Originally Posted by chipcom (Post 13548378)
No...unless I choose to make it so.

I'm not sure accidents work like that :) Cycling, like any athletic activity, necessarily poses some risk of physical injury, unless you just sit at home on your bike in a refrigerator box filled with packing peanuts. Of course, then you'd die of boredom.

If the CDC is to be believed, "Each year, more than 500,000 people in the US are treated in emergency departments, and more than 700 people die as a result of bicycle-related injuries."

http://www.cdc.gov/homeandrecreation...einjuries.html

And then there are the scrapes, cuts, strains, etc. that don't get any ER visit.

chipcom 11-30-11 02:34 PM


Originally Posted by rydabent (Post 13548464)
chip

And your grand assumption that people that wear helmets choose not to ride safely is just plain goofy.
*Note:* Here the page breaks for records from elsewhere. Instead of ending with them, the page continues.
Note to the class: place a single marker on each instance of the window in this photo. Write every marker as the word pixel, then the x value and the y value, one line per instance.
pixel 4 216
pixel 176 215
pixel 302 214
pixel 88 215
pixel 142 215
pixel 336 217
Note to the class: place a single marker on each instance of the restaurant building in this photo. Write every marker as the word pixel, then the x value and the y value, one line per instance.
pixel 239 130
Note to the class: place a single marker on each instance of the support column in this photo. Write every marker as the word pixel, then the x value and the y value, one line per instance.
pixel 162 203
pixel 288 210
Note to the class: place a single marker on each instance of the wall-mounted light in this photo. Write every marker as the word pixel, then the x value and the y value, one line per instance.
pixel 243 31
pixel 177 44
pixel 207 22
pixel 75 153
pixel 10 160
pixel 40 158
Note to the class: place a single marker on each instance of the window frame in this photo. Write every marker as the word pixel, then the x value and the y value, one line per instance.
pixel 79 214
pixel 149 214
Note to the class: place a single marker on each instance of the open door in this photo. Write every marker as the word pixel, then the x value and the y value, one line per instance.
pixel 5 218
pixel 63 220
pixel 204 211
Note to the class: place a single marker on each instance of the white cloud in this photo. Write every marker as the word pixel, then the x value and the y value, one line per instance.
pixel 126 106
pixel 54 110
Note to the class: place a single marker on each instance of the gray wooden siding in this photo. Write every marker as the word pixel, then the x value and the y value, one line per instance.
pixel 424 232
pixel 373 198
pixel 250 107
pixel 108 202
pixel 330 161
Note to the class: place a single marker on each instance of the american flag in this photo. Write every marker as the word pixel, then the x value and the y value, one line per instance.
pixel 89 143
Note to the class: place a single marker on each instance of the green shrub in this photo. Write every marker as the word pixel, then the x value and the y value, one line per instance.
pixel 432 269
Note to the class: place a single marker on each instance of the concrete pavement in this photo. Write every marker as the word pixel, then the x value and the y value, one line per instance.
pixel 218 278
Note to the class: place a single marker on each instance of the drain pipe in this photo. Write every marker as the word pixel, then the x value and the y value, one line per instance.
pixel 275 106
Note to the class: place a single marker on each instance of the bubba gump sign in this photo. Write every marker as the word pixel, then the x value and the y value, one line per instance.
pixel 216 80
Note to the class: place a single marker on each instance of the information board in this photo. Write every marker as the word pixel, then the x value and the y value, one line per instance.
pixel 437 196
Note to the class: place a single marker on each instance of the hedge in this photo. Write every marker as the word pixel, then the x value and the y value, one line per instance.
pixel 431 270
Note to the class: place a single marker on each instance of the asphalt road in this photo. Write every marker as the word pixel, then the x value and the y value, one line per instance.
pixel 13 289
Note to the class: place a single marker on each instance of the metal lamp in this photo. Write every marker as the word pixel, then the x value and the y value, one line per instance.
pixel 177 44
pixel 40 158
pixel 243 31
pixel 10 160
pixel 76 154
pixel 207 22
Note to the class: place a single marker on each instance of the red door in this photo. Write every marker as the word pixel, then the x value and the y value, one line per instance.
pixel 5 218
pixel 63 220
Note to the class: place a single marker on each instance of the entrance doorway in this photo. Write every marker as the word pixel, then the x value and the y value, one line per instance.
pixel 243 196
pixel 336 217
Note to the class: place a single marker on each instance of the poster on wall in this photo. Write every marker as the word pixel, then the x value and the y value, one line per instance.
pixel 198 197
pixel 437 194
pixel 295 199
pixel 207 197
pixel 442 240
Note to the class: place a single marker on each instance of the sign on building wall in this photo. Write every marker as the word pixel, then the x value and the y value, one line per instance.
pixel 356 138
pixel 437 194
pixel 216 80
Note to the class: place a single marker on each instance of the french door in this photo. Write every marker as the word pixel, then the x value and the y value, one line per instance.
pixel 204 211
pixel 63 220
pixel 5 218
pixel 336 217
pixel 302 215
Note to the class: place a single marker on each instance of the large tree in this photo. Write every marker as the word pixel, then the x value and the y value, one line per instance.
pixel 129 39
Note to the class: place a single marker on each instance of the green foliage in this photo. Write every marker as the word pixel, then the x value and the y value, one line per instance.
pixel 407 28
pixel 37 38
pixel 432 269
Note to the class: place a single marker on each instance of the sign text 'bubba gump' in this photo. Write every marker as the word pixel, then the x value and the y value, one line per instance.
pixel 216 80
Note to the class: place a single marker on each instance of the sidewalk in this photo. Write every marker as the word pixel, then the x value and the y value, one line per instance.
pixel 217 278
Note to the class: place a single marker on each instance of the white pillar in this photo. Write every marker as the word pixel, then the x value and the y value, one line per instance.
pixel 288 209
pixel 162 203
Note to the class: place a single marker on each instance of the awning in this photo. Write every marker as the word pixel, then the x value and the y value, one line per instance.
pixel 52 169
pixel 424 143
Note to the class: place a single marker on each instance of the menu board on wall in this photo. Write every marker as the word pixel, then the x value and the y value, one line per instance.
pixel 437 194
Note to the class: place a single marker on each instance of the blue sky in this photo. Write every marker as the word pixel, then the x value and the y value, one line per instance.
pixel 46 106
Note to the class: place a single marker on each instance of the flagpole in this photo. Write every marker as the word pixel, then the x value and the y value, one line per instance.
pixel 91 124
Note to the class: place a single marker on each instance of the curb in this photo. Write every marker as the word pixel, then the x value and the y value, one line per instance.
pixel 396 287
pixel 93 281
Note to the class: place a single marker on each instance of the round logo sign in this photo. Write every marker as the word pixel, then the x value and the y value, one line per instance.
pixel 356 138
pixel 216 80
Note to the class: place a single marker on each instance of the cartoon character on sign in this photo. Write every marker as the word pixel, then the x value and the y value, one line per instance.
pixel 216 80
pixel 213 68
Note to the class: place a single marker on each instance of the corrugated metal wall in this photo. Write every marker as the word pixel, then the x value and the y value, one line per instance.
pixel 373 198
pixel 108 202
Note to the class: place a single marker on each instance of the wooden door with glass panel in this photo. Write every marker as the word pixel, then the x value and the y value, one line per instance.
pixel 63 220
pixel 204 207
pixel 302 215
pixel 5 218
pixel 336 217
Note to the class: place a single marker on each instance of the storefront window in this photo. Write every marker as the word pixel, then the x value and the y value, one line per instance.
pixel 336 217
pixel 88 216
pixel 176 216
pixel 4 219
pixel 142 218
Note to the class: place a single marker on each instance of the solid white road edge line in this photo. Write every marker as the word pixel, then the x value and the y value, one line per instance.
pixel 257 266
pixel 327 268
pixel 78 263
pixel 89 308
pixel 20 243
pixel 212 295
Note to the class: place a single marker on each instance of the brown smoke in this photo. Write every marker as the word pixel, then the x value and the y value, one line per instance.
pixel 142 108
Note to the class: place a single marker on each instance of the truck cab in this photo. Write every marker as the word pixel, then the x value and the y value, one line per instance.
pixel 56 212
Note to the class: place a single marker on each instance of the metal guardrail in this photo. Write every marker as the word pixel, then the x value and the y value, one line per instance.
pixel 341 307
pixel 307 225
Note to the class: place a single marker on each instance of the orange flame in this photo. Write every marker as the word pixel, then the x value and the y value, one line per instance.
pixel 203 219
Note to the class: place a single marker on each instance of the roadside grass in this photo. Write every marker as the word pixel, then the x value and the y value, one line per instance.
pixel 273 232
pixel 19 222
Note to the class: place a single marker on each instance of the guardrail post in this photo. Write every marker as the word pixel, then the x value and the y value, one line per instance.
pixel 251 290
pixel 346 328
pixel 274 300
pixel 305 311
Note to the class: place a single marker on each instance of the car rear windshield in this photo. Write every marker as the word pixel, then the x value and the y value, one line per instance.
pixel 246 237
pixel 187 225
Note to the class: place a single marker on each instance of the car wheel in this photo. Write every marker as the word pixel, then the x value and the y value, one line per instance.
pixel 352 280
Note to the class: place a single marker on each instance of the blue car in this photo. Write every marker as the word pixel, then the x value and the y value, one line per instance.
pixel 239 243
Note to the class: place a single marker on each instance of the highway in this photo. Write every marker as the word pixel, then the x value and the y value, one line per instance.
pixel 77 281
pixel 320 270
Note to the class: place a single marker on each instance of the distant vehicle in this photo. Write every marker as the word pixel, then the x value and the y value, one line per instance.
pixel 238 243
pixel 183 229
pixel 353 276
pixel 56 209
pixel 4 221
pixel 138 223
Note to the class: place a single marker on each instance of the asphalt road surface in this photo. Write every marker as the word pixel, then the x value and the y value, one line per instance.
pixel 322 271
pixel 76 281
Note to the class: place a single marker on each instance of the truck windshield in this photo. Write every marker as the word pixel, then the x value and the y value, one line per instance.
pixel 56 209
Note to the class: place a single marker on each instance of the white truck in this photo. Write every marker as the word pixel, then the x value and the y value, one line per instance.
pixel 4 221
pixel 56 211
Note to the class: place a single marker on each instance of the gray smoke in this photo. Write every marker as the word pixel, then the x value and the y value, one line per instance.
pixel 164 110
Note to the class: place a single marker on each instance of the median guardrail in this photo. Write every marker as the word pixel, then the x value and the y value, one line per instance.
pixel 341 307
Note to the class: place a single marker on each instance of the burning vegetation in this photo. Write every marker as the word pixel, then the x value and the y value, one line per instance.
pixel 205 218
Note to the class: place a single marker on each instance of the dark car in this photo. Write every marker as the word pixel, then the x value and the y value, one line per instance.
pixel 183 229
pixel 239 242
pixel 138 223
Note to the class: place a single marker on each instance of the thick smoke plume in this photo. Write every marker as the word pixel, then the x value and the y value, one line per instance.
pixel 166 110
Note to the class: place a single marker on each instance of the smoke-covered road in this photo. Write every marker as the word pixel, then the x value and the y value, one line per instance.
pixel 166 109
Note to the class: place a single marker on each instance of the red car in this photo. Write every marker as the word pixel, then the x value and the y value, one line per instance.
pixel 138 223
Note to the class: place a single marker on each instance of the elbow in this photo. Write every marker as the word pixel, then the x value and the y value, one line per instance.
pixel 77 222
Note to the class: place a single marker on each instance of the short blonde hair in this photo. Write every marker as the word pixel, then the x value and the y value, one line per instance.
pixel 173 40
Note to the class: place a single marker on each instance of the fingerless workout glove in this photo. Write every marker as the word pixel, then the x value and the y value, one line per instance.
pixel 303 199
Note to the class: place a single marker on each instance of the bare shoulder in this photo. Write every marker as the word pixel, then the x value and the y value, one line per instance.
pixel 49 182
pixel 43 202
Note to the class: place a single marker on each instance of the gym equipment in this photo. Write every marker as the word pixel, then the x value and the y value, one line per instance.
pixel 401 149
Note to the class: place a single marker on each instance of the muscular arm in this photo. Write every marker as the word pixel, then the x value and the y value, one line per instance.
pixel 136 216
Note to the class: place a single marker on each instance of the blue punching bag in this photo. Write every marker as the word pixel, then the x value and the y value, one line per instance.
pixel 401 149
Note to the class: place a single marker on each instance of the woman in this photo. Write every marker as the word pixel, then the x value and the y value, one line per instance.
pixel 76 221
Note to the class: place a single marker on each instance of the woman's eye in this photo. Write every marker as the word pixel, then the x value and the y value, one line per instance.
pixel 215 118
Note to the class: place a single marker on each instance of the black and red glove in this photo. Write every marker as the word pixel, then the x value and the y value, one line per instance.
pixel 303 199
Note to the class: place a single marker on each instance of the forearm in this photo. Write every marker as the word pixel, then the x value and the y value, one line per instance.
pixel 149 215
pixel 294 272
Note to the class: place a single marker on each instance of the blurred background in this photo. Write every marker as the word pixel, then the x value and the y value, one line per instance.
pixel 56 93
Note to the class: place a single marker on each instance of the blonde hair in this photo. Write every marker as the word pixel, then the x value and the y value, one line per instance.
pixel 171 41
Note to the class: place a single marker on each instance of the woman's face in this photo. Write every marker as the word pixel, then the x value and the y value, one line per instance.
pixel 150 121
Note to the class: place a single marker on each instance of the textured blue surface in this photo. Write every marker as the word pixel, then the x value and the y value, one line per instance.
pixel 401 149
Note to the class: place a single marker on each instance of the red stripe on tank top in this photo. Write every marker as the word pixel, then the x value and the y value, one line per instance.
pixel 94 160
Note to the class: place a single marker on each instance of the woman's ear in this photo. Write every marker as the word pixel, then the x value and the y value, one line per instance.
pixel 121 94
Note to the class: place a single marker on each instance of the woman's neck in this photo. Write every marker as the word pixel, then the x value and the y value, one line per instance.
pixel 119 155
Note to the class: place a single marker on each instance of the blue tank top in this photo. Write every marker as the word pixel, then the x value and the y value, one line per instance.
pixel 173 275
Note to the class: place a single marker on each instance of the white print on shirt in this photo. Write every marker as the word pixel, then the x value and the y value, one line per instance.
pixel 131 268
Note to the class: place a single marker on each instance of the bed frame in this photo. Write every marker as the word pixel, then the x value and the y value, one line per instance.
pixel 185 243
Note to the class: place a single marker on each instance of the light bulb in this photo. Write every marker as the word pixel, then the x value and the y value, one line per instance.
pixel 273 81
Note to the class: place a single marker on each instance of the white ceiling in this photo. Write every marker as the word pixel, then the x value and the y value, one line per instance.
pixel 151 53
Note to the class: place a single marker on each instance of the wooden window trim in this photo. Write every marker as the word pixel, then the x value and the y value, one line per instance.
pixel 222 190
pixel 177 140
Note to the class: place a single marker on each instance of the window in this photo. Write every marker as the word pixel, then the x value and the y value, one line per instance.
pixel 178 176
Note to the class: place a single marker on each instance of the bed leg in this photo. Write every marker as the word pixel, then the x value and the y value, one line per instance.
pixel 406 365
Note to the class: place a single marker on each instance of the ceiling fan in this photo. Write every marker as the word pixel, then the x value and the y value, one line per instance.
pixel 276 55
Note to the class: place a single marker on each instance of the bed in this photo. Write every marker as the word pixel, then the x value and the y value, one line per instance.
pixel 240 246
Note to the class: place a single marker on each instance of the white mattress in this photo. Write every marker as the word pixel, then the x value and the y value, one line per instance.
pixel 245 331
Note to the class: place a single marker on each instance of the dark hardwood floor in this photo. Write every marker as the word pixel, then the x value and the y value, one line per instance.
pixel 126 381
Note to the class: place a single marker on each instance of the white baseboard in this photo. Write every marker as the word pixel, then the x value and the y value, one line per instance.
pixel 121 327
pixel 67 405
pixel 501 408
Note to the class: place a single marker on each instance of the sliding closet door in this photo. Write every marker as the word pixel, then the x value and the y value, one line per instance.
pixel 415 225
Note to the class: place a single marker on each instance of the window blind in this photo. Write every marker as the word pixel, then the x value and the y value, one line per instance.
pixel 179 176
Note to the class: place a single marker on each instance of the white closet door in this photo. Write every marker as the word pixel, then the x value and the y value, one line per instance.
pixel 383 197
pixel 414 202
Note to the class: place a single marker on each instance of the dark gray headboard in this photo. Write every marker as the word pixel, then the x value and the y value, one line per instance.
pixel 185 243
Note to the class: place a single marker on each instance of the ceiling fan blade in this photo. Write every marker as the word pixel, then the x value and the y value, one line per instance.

The fact that we choose to wear a helmet proves we are thinking safety first.

The only person making that "grand assumption" is you. :lol:

I merely stated that, for me, cycling is not dangerous unless I choose to make it dangerous. That you read your own fantasies into it is a personal problem that I can't help you with. I can understand why you wear a helmet...I BEG you to wear a helmet, you clearly need one!

rydabent 11-30-11 02:36 PM

chip

And your grand assumption that people that wear helmets choose not to ride safely is just plain goofy. The fact that we choose to wear a helmet proves we are thinking safety first.